Charles Krauthammer says the French think we're appeasing Iran. Actually, I wonder if the distinguished columnist can actually prove that. Evidently President Nicolas Sarkozy (or his aides, who had to rewrite his speech, poor dears) wanted President Obama to reveal Iran's secret nuclear facility last week during the UN Security Council meeting instead of a day later at the G-20 summit. The news from Qom was so dramatic, the weakening impact on Iran's position so immediately discernible, that it doesn't matter where Obama sprang it. But it appears Krauthammer also would have preferred the grandeur of the once-hated UN to the prosaism of Pittsburgh.
What a difference a year makes. To employ a favorite device of U.S. conservatives, the right would've given George W. Bush high fives and hallelujahs for irritating the French and choosing a city in Gov. Palin's "real America" for his dramatic announcement. Le difference is that Krauthammer thinks Obama's wasting time on Iran with weak diplomatic posturing. While I agree that Iran's bomb is probably our greatest national security challenge, it's too early to pronounce the Obama policy a failure. For instance, Krauthammer's column fails to take into account positive developments at this week's Geneva meeting.
I suppose if you think that Obama is hopelessly incompetent or feckless, that he would never be willing to take the ultimate steps that may someday be necessary to keep a madman from having a doomsday weapon, then you want to underrate and even undermine everything he does. I'm just not that pessimistic.
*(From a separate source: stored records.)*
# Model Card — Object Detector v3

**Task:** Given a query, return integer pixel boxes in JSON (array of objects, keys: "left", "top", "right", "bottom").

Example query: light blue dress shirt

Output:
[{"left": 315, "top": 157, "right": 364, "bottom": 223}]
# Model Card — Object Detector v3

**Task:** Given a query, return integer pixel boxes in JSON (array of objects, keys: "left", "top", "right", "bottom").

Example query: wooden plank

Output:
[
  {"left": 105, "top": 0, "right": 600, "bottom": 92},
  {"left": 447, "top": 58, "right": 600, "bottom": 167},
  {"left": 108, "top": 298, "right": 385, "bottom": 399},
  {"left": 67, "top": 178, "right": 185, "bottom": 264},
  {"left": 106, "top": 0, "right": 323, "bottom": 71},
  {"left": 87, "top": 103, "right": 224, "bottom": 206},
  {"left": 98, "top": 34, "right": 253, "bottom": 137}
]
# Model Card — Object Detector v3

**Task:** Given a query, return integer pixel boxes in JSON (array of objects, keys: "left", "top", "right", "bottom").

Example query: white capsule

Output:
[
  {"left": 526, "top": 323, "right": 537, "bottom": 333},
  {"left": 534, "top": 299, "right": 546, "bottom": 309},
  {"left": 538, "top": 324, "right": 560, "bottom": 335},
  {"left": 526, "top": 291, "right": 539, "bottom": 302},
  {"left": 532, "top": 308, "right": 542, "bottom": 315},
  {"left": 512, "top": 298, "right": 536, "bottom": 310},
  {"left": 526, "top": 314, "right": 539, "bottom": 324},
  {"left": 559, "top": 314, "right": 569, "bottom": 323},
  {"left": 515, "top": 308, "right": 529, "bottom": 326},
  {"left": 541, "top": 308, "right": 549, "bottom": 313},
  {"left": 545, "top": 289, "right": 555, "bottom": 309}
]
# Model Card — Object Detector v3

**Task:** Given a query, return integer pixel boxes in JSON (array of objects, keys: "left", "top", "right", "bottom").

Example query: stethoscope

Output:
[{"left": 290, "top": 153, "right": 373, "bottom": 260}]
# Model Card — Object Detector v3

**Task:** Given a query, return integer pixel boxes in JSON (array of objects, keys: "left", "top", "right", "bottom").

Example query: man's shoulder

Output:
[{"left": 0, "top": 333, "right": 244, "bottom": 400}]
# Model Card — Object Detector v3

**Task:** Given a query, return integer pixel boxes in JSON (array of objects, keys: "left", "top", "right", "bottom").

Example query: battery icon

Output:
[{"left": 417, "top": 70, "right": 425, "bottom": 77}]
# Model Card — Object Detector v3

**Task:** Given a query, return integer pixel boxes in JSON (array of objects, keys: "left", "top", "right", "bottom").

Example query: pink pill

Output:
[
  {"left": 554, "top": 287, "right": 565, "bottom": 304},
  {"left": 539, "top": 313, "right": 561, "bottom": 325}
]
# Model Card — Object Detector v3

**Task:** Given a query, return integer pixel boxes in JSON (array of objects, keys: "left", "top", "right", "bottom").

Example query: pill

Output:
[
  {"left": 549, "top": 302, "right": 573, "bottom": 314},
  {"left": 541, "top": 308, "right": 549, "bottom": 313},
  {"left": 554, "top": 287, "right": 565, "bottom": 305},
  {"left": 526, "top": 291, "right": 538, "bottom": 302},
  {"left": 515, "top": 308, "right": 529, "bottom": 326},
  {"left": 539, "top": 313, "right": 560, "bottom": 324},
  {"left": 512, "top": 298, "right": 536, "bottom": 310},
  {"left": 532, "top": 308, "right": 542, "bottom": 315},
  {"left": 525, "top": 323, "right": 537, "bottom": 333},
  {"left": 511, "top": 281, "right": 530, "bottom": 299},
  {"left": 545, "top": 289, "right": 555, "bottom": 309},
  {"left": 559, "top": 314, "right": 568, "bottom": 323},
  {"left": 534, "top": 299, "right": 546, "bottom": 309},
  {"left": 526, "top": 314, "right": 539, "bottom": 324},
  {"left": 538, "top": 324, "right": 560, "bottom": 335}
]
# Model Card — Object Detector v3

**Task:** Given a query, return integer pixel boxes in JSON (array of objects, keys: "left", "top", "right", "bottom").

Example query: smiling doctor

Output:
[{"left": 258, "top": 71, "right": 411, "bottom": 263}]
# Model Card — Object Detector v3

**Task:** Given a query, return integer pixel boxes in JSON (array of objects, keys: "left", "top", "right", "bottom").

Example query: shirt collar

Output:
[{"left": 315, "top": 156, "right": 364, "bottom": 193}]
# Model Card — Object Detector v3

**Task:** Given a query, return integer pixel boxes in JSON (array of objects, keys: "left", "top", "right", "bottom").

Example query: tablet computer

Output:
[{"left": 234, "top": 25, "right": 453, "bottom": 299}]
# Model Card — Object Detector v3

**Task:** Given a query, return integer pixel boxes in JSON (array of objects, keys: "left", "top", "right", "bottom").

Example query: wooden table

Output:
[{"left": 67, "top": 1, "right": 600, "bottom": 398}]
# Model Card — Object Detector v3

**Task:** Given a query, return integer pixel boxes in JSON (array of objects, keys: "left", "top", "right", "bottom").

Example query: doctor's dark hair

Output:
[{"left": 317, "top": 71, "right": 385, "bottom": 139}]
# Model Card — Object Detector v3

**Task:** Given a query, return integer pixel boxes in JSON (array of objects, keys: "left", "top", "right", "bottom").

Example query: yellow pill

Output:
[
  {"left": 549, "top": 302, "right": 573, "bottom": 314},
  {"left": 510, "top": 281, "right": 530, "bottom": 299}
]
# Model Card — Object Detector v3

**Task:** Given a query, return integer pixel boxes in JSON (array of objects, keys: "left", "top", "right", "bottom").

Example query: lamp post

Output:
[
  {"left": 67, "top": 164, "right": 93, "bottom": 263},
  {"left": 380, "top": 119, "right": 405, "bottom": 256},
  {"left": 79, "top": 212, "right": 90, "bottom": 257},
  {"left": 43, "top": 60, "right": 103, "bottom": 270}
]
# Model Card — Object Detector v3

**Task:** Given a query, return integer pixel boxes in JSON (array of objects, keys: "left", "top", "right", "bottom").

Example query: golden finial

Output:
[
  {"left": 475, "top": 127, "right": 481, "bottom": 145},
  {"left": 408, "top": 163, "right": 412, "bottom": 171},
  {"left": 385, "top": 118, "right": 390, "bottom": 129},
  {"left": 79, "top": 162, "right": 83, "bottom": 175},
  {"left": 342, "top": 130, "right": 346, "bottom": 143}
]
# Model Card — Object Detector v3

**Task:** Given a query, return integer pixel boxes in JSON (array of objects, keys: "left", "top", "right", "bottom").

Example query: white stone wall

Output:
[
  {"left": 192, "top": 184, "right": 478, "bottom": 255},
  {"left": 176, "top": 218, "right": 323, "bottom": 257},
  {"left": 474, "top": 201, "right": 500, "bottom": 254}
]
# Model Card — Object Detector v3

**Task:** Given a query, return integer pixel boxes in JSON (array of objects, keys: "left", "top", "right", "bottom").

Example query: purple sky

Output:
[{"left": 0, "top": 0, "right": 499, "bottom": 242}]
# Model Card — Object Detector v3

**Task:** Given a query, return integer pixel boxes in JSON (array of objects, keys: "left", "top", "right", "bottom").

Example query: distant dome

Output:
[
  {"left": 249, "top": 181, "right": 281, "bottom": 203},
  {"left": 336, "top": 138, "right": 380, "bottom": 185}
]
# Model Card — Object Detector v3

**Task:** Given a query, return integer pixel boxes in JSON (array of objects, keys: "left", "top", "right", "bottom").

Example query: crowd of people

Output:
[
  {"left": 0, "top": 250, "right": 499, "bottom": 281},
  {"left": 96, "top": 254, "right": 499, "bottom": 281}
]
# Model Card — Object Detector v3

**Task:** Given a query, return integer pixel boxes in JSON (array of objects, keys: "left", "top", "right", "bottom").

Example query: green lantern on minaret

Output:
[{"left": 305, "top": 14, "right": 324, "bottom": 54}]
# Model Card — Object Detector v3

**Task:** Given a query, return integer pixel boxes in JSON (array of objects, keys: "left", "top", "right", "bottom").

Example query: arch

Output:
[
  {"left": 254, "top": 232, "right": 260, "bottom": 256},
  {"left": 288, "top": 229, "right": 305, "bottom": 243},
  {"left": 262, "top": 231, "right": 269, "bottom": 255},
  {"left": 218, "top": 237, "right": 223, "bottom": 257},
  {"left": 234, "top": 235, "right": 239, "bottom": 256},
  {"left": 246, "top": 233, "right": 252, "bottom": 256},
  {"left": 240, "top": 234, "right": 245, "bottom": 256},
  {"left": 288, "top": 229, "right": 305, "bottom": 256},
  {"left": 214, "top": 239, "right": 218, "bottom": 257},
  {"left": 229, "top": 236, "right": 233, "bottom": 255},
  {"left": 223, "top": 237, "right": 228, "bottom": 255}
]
I also believe that irrespective of the eventual outcome of the Iraq war, history will judge Bush harshly for failing to push harder on sanctions before going to war. So with Iran, every possible diplomatic expedient must be used short of the use of military power, including delaying tactics in the hope of regime change in Tehran.
Nobody should be eager to go to war against Iran (or anyone). So everyone should be hoping the Obama policy succeeds. By the same token, it makes no sense to pretend it's working when it isn't. But the French president's speechwriter's having to crank out a new draft and a questionable location choice for a press conference don't rise to the level of five-alarm crisis.